- Country: India
- State: Himachal Pradesh
- District: Kangra
- Time zone: UTC+5:30 (IST)
- Pin Code: 176083

= Bhawarna =

Bhawarna is a town in Kangra district, Himachal Pradesh, India. 11 km from Palampur.

==Overview==

Bhawarna Khas is a city located in Bhawarna sub Tehsil of Kangra district, Himachal Pradesh with total thousands of families residing. The Bhawarna Khas has population of 1,393686 of which 69545 are males, while 69878 are females as per Population Census in 2011.

In Bhawarna Khas, population of children with age 0-6 is 13685 which makes up 9.69 % of total population. Average Sex Ratio of Bhawarna Khas is 1,004 which is higher than Himachal Pradesh state acreages of 972. Child Sex Ratio for the Bhawarna Khas as per census is 1,143-- higher than Himachal Pradesh average of 909.

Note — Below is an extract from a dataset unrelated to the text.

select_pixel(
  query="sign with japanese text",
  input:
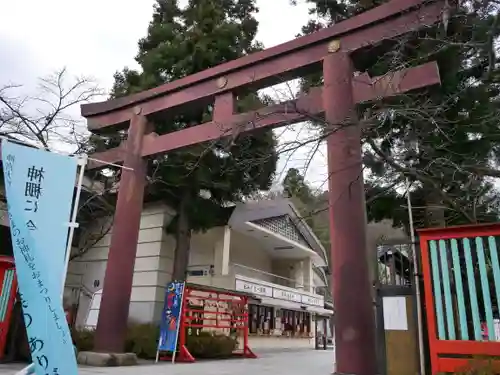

In 2011, literacy rate of Bhawarna Khas was 89.83 % compared to 82.80 % of Himachal Pradesh. In Bhawarna Khas, male literacy stands at 92.88 % while female literacy rate was 86.74 %.
Schedule Caste (SC) constitutes 21.03 %, while Schedule Tribe (ST) were 1.15 % of total population in Bhawarna Khas.

Bhawarna also has a government Senior Secondary school, which is one of the oldest and well developed with well and good infrastructure and talented teachers in the nearby region, and several private schools.